Winnow co-founder and CEO Marc Zornes explains why the real-time deep learning results the Jetson TX2 delivers onsite — what’s known as “inference at the edge” — are key.
“It’s really important to us that the customer receives immediate results, in an environment that cannot guarantee a reliable and fast internet connection,” said Zornes. “Using the Jetson TX2 devices in the field enables us to provide, in real time, a ‘better than human’ understanding of what is being thrown into the bin on the edge, live, in the kitchen.”
The Jetson TX2 module can run multiple processes. Having a complete system on the edge means the Winnow team can reuse knowledge gained from working in the cloud and apply it to an edge paradigm. The Jetson platform is powerful enough to encompass current and future workloads, and flexible enough for Winnow to experiment and design new solutions.
Winnow Vision has already surpassed human levels with an accuracy rate of over 80 percent when identifying food that has ended up in the trash. This will increase with time as more and more data is collected.
The system is already installed in over 75 kitchens and Winnow plans to roll out the technology to thousands more in the coming years. IKEA and Emaar are among the companies that have implemented Winnow Vision in their kitchens.
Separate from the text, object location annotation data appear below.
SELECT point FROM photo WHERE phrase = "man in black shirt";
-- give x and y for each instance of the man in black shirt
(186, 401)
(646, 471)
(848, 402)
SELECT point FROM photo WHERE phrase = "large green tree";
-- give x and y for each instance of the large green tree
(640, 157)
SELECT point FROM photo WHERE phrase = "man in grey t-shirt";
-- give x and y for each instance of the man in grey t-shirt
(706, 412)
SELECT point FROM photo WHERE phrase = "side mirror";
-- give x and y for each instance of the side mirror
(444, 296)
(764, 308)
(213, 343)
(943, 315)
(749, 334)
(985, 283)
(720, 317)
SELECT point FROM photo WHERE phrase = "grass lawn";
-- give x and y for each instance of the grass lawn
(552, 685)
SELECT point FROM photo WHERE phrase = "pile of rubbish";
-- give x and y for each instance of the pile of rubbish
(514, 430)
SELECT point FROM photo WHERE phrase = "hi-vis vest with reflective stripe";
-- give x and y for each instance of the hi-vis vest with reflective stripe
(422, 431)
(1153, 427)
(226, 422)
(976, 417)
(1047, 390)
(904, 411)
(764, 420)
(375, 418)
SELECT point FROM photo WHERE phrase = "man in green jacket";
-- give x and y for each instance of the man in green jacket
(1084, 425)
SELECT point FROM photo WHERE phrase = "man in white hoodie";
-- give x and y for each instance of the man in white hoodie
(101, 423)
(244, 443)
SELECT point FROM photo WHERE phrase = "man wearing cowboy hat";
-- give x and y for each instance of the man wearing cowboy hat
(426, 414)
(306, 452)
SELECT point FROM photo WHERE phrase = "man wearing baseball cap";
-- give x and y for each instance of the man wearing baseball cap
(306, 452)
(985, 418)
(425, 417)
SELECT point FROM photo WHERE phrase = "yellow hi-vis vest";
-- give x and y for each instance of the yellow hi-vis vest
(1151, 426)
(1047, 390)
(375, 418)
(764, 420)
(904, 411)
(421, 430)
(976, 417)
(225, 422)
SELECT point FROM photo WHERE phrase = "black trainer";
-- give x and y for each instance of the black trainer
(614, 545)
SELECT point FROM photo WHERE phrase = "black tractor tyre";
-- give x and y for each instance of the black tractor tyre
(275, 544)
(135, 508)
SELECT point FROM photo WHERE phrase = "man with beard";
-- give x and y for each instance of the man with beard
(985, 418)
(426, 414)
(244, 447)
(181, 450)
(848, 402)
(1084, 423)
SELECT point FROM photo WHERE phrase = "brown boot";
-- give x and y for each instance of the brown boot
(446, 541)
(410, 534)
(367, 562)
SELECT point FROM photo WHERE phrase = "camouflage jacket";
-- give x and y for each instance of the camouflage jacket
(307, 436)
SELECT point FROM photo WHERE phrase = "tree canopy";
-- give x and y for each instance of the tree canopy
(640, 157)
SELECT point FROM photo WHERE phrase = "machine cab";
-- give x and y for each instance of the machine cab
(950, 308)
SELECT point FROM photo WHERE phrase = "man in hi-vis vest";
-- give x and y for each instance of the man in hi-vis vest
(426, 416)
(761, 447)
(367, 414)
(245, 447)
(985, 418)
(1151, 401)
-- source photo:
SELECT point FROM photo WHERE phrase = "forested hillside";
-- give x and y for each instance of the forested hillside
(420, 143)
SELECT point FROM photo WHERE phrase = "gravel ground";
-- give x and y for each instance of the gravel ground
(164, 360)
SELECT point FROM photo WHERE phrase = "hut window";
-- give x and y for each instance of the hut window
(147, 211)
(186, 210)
Reducing the amount of food waste isn’t the only benefit for businesses. Automating the process increases efficiency in the kitchen, too. Staff require less training on food management and need to spend less time adjusting their menus.
Winnow has shown that by arming teams with analytics, food waste can be cut in half. The company estimates it has already helped commercial kitchens save more than $30 million in annualized food costs. That equates to preventing over 23 million meals from going in the trash.
With the advent of its new technology, Winnow has announced that it aims to save kitchens $1 billion by 2025.